Third – and perhaps most important – better software is making it easier for average users to take advantage of these proliferating video production tools. Just as was the case at the dawn of the desktop publishing era, the implementation of intelligent software solutions can greatly enhance the quality of video that is presented online live and on-demand.
For one small example of this, consider the progress we’re seeing in automating high-quality video capture in lecture halls and conference rooms. For years, cameras have been programmed to pan and zoom by following tracking devices that presenters would wear while speaking.
Now, emerging solutions make it possible to program systems to initiate specific capture procedures automatically based on pre-set triggers. For instance, a pressure mat could identify when a speaker is presenting from a podium and notify the capture system of the movement. The capture device could then use this information to initiate a software-based response that switches to a camera focusing on the podium.
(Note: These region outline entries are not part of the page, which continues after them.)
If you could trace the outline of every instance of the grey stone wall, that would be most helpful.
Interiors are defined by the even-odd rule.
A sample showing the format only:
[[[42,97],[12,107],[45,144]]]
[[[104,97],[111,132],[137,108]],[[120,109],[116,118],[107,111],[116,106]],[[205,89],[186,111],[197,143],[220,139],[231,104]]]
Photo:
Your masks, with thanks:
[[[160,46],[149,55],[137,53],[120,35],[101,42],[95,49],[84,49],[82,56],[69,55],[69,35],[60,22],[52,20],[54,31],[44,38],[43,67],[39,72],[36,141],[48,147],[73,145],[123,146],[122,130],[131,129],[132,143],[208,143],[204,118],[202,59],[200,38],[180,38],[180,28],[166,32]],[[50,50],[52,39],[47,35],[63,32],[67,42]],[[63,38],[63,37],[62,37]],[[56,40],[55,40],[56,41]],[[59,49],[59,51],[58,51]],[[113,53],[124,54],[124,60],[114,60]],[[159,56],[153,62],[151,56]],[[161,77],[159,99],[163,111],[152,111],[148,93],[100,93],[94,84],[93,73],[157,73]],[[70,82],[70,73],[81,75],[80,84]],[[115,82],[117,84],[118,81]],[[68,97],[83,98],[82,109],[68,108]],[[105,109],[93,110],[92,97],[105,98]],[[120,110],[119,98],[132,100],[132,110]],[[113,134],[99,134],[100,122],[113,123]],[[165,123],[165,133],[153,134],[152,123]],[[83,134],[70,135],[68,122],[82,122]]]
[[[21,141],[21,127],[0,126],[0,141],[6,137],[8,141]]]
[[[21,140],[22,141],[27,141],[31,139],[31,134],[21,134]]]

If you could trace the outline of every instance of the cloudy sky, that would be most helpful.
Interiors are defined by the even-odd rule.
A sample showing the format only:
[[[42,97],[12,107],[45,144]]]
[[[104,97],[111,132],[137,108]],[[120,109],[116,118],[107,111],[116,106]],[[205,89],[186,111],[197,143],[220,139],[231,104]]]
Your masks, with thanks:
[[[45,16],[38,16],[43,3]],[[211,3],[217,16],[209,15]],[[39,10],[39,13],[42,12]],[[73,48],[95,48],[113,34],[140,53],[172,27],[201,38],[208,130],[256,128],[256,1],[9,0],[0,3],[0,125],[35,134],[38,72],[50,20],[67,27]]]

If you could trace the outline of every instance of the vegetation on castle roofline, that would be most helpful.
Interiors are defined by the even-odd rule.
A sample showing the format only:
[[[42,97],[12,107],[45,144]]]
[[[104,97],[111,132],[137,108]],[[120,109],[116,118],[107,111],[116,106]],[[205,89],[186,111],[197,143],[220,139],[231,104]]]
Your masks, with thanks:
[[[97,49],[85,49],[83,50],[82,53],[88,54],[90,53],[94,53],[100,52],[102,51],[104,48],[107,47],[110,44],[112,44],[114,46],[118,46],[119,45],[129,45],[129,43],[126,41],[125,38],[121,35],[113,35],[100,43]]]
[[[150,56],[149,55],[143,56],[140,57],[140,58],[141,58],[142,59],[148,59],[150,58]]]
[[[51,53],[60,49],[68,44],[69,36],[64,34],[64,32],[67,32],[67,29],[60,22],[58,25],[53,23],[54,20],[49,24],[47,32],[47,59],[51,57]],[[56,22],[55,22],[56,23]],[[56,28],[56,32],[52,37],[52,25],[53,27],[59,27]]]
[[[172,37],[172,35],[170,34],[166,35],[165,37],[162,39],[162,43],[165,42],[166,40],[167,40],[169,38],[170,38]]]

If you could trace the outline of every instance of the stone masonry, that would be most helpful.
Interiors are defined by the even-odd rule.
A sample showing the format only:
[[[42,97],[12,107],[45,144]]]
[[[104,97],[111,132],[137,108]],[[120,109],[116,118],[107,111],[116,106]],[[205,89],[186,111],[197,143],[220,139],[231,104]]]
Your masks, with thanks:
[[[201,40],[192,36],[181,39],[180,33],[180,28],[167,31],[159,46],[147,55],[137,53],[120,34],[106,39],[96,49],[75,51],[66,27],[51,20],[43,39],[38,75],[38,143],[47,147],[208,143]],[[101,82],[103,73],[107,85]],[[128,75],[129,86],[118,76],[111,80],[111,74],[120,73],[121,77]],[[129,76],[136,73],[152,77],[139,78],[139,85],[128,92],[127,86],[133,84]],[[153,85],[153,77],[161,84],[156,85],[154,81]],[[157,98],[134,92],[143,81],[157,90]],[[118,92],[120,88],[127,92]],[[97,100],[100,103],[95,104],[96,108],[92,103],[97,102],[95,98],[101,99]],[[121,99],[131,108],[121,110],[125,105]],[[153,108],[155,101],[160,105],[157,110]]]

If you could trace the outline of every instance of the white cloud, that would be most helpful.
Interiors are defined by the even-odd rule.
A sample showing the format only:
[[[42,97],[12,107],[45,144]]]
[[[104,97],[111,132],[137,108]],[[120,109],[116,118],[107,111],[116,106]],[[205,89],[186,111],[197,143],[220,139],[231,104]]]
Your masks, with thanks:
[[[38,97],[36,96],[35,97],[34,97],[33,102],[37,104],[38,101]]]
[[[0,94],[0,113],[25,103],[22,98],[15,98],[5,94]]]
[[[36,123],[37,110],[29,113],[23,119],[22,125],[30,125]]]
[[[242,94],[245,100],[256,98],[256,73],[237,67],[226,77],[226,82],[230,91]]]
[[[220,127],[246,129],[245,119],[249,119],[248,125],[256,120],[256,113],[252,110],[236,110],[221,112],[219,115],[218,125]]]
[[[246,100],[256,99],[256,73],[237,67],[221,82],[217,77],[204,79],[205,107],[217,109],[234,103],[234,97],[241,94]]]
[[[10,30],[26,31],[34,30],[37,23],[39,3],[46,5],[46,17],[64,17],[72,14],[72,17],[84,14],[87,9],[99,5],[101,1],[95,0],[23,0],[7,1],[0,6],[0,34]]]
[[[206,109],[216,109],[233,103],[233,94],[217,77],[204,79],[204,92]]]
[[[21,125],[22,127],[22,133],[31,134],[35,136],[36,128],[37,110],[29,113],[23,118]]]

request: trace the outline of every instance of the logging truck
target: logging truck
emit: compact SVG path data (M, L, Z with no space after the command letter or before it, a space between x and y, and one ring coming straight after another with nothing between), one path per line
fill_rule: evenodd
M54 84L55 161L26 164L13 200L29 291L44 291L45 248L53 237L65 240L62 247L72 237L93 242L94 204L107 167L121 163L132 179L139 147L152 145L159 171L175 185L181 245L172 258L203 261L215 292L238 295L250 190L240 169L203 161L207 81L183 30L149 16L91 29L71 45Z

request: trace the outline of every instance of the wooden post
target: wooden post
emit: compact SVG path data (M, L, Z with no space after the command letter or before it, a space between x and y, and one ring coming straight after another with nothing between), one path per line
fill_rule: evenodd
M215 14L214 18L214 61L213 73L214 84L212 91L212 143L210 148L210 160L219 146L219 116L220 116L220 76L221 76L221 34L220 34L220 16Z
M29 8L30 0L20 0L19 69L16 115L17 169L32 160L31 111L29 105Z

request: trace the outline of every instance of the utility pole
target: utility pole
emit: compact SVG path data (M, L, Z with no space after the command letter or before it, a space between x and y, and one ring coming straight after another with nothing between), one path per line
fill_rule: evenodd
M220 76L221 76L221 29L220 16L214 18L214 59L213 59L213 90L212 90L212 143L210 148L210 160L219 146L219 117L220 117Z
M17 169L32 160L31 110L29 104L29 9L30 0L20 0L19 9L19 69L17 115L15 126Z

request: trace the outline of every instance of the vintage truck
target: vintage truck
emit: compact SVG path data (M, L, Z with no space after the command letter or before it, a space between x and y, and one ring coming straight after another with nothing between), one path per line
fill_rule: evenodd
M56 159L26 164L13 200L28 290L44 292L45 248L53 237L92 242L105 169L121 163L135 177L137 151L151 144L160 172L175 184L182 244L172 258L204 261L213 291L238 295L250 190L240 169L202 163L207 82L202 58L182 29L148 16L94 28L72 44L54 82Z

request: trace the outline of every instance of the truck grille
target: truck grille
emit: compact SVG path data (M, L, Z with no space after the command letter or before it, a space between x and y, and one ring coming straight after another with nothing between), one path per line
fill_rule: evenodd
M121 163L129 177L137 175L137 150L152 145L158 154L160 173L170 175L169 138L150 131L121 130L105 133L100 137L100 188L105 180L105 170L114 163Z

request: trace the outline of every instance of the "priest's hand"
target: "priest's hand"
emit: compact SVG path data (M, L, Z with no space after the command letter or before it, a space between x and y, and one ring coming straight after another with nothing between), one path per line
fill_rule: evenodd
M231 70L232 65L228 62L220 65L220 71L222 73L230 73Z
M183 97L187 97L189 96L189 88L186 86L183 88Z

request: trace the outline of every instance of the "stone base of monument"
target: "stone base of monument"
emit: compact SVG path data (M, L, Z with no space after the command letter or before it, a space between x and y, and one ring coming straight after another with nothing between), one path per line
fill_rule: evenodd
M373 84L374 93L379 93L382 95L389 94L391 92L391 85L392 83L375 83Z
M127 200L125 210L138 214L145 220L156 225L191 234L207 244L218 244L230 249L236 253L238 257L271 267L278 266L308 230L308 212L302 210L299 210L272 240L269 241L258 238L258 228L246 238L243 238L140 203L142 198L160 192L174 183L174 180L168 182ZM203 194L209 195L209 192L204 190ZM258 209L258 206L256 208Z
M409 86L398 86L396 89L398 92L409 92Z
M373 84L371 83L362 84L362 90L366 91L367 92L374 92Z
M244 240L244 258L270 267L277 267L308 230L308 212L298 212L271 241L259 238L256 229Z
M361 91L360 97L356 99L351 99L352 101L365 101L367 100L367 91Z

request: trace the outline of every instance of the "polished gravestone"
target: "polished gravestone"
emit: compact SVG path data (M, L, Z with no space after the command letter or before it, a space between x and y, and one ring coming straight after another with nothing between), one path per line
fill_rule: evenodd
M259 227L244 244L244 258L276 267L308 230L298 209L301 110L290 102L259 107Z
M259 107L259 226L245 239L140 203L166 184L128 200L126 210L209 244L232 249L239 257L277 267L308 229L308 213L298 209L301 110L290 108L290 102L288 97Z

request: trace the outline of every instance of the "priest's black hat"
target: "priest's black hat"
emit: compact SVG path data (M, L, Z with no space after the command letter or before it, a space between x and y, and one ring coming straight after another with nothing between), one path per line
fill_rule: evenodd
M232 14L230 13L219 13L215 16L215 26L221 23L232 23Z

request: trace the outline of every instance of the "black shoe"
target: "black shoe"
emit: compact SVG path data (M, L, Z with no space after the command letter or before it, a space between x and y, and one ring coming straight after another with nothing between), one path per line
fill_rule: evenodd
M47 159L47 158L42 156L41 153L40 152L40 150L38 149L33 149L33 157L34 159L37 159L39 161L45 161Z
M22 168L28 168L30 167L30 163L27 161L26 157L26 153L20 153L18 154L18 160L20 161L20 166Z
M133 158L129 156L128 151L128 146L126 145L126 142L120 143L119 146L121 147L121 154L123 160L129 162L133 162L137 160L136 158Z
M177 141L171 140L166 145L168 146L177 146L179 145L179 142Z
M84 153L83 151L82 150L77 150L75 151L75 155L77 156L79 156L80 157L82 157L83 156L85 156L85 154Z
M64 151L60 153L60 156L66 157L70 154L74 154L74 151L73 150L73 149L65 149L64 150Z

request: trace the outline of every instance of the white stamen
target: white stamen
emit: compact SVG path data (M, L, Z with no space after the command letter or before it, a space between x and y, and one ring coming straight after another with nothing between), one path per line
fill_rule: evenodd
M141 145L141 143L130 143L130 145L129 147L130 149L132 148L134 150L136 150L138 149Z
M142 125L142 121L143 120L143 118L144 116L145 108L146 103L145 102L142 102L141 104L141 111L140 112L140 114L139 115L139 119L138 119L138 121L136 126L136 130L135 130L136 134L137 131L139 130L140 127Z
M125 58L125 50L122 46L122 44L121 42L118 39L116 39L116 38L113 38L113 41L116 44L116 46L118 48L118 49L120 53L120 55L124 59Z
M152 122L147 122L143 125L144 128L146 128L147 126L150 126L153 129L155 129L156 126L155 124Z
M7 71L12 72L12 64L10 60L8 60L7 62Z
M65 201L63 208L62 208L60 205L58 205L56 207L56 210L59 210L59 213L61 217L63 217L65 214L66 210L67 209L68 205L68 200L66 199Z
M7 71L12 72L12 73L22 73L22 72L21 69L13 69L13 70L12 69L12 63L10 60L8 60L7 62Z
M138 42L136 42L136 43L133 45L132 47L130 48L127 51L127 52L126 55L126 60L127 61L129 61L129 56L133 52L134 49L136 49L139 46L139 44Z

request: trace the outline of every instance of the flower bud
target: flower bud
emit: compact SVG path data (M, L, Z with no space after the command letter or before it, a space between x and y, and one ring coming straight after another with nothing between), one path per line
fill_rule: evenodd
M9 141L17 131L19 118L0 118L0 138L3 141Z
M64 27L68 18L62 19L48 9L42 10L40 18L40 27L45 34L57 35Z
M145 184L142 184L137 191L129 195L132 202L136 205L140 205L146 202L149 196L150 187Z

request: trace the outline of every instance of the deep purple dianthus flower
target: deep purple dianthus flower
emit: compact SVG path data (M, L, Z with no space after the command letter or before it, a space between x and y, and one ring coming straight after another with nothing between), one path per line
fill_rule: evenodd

Likewise, the capture device could be pre-programmed to increase the prominence of content from a digital white board when the presenter is actively using it.
In much the same way that video is getting better, it is also becoming easier for organizations to present and integrate data-driven content in the form of PowerPoint slides or screen sharing from a range of digital devices. As software makes it easier for end users to combine better quality video with relevant data presentations, the prospects for mainstream webcast development do nothing but improve.
Certainly, it still may take decades for the world of online video to match the ease-of-use and sophistication of today’s desktop publishing tools. But we’re on our way.